В час, когда луна взойдет | страница 18
Какие-то куски он потом даже цитировать мог, те, где ничего не происходило. Но ему долго еще снились кошмары: спекшаяся земля, палатки, шевелящиеся по ночам рвы и человек, посреди всего этого сочиняющий стихи для геккона. Человека он никогда не видел. Его никто не видел — это теперь по спискам, по биографиям разбираются, кто бы это мог быть, — последняя запись за неделю до уничтожения лагеря сделана, может, он вообще выжил… а Кобыл нас подводной лодкой пугает.
Математика — ох, ещё одна морока. И кандзи. Вообще-то Андрей любил японский язык, и как в нынешнем мире без японского? Но, по его сугубому мнению, японцам стоило бы ограничиться каной. Слова он осваивал хорошо, с произношением было хуже — а вот с запоминанием кандзи совсем плохо: последняя контрольная на 63 балла, позор ведь. И назавтра не отложишь: японский в четверг, а на кандзи нужно не меньше двух дней.
Снова зажужжал зуммер. В этот раз звонили ему.
— Слушай, Витер, — на экранчике появился Сам. — Я попал. Я на четыре часа не успеваю никак. Уроки, матива.

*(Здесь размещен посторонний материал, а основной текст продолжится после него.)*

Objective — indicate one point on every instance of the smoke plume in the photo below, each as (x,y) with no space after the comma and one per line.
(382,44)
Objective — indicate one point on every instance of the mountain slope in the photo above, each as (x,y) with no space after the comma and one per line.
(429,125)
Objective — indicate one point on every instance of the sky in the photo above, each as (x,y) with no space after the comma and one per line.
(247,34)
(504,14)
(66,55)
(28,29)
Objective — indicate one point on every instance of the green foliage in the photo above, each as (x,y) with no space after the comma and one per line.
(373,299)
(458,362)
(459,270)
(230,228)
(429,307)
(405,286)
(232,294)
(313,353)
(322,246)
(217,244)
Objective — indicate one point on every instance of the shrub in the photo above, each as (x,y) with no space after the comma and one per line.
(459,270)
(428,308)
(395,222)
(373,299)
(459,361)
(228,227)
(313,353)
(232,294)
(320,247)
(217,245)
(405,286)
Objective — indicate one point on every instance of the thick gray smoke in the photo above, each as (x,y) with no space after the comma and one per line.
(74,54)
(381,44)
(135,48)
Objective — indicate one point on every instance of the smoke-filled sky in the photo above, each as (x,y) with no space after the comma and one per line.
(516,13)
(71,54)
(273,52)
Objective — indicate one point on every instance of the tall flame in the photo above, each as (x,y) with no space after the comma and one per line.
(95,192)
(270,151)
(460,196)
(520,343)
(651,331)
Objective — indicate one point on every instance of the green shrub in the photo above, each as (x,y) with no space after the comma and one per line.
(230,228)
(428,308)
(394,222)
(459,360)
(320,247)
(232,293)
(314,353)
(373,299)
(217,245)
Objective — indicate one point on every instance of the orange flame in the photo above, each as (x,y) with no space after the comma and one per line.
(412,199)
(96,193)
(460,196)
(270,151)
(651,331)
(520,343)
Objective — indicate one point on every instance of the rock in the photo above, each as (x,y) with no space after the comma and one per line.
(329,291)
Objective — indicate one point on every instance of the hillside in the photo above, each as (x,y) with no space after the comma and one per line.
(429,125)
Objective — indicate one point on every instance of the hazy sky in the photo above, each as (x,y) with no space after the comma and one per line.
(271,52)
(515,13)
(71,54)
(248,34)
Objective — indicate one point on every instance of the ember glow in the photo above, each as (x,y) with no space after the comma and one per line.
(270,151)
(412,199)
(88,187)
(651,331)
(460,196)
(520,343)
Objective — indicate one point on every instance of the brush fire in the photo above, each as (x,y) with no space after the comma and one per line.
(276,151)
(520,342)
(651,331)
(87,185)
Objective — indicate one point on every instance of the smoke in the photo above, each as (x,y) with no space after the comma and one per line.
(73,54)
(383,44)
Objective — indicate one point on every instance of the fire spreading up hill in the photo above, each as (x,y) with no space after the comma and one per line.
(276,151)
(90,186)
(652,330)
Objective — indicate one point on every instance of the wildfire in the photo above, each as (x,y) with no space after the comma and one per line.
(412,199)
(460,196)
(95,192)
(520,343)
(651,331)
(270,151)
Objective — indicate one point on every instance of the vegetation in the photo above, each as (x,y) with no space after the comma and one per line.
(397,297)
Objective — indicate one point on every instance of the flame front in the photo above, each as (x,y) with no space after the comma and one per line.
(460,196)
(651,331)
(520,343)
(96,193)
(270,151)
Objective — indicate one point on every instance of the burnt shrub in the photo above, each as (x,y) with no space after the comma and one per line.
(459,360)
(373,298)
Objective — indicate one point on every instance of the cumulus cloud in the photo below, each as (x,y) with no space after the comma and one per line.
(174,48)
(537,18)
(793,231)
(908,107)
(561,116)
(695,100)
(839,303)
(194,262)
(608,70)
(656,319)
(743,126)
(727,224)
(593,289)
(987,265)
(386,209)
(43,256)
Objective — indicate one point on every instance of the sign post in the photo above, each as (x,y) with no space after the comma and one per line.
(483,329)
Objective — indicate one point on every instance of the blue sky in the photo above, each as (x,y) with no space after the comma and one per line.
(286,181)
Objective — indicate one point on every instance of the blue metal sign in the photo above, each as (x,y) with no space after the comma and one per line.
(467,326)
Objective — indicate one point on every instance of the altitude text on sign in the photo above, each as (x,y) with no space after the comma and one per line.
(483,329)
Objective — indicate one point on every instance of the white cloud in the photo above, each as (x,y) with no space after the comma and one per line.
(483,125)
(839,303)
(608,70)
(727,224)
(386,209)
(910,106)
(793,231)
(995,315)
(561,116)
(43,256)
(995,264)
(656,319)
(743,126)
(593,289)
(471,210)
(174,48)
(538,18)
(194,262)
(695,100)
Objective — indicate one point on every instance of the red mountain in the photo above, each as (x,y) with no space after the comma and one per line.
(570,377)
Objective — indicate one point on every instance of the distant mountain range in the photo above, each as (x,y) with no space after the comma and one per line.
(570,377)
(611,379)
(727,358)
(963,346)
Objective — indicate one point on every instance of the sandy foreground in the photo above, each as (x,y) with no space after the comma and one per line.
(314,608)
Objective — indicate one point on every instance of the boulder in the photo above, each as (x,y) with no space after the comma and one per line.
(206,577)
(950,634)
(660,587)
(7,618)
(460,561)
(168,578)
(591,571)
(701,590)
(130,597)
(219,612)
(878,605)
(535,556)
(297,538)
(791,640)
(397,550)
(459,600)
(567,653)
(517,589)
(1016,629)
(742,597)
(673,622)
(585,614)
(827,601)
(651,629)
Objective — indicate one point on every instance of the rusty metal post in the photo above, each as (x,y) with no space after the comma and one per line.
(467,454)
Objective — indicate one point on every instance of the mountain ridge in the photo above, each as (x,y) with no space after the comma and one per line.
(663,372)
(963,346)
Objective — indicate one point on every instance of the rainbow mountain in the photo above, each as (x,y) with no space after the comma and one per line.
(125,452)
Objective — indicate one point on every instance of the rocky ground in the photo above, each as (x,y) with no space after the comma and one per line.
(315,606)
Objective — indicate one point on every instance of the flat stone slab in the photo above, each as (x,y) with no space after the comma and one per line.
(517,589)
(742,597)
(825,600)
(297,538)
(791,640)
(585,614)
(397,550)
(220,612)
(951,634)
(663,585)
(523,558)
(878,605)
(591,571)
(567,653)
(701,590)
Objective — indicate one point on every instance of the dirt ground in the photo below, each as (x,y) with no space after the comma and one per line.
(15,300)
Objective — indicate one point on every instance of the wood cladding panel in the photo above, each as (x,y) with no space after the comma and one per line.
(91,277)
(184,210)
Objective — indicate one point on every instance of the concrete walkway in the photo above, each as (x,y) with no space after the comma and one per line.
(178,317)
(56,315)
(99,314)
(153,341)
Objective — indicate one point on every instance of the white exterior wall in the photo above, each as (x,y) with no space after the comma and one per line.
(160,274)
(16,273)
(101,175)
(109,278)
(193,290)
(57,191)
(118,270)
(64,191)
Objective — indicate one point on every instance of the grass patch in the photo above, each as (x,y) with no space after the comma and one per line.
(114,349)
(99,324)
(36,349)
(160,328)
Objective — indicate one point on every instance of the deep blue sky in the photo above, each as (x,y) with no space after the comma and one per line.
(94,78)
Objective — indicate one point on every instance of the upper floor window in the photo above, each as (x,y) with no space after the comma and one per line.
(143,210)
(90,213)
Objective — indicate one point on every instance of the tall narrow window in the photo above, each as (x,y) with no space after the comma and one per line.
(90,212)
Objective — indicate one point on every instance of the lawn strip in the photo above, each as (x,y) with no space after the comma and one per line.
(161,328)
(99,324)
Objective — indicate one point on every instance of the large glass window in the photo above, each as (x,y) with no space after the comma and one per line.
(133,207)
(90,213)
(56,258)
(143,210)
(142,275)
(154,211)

Батя сказал — никуда не пойду, пока не сделаю.
Андрей испытал небольшое облегчение: он тоже не успевал на футбольное поле к четырем.
— Ну, ты пацанам кликни, что мы протормозим немножко, — сказал он. — Давай ты Веталю и Пухе, а я — Малому и Валерке.
Они ещё минут пять решали организационные вопросы — «перекликивали» друзьям, уточняя, кто в какое время будет, «скликивались» опять, утрясали время с родителями, — но в конце концов договорились, что встретятся в пять.